第2話 邂逅

 あの子と初めて会った時も、似たようなシチュエーションだった。あの時は、あの子じゃなくて俺が走っていたんだが。

 

 俺と彼女の出会いは確か小学1年の9月頃。まだ少し蒸し暑かったから9月の始め頃か。その日もまた、俺は宿題をランドセルに入れるのを忘れて家を出てしまった。目の前の信号が赤になる。


「あーくそー渡れなかったぁ。長いんだよなーこの信号。」


 その場でぼーっと色が替わるのを待っていると、はっと自分が家に忘れてきた物に気がついた。当時、今とは比べ物にならないくらい真面目だった俺は、回れ右して全速力で家に向かう。そして曲がり角であの子。星宮心乃(ほしみやしの)とぶつかった。


「ご、ごめん!!大丈夫?」


 慌てて心乃の、当時は名前の知らない少女の肩を掴む。少女は最初、「うぅ」とか「イタたぁ」とか言っていたけれど、同い年くらいの男の子と話したのは初めてだったのだろうか。驚いたような声で、だけど、可愛らしい笑顔で「だ、大丈夫!!」と言ってくれた。

 この出会いは運命だと思った。だって今どきマンガやアニメでも曲がり角で男女がぶつかるベタな展開なんてないし。俺はその子に一目惚れしてしまったんだ。


 

 そして今、俺の前にはあの子がいる。俺がずっと死んでしまった、殺してしまったと思っていたあの子が。

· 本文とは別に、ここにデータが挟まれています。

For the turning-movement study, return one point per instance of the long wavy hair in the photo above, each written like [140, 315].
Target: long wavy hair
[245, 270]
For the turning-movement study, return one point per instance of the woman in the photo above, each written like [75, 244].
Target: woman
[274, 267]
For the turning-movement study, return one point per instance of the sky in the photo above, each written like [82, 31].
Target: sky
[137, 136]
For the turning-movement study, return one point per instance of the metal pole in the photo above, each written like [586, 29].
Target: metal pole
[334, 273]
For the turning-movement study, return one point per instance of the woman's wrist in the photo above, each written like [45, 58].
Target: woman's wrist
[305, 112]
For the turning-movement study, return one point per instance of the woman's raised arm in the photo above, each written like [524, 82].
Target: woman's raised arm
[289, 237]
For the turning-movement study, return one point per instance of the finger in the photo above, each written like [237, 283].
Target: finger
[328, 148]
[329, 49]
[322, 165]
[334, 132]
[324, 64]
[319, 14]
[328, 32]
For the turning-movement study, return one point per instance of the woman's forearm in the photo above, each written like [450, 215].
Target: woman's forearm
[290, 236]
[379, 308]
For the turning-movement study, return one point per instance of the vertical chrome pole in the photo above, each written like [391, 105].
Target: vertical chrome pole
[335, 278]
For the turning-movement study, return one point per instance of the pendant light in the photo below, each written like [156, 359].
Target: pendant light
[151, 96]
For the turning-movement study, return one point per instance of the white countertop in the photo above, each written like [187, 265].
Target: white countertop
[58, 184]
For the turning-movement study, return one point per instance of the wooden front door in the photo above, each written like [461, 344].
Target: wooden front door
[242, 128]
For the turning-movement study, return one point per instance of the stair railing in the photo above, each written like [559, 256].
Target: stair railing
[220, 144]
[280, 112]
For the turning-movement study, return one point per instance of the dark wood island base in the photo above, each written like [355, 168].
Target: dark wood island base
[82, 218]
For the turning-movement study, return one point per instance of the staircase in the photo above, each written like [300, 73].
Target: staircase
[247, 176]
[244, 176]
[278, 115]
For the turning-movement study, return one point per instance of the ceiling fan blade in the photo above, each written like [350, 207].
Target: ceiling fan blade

 驚いた。しかし同時に色々な感情が湧き出てきた。だから、きっと声は震えていたと思う。


「よかった。」


「はぁ?」


「生きていて、本当に良かった。」


 あの夜、君がなにを言いかけたのかずっと気になっていた。そしてなによりずっと君にあやまりたかった。・・・だけど、心乃が生きていてよかった。それがかすれた涙声で最初にでた言葉。本当はまっさきにあやまるべきなのだろう。でも本当に嬉しいんだ。君が生きていてくれて。心乃は今まで何していたんだろう。今はどこに住んでいるんだろう。もしかしてこの町の近くなのかな。だったらいいな。

 俺と同じく困惑しているようにみえる心乃が口を開いた。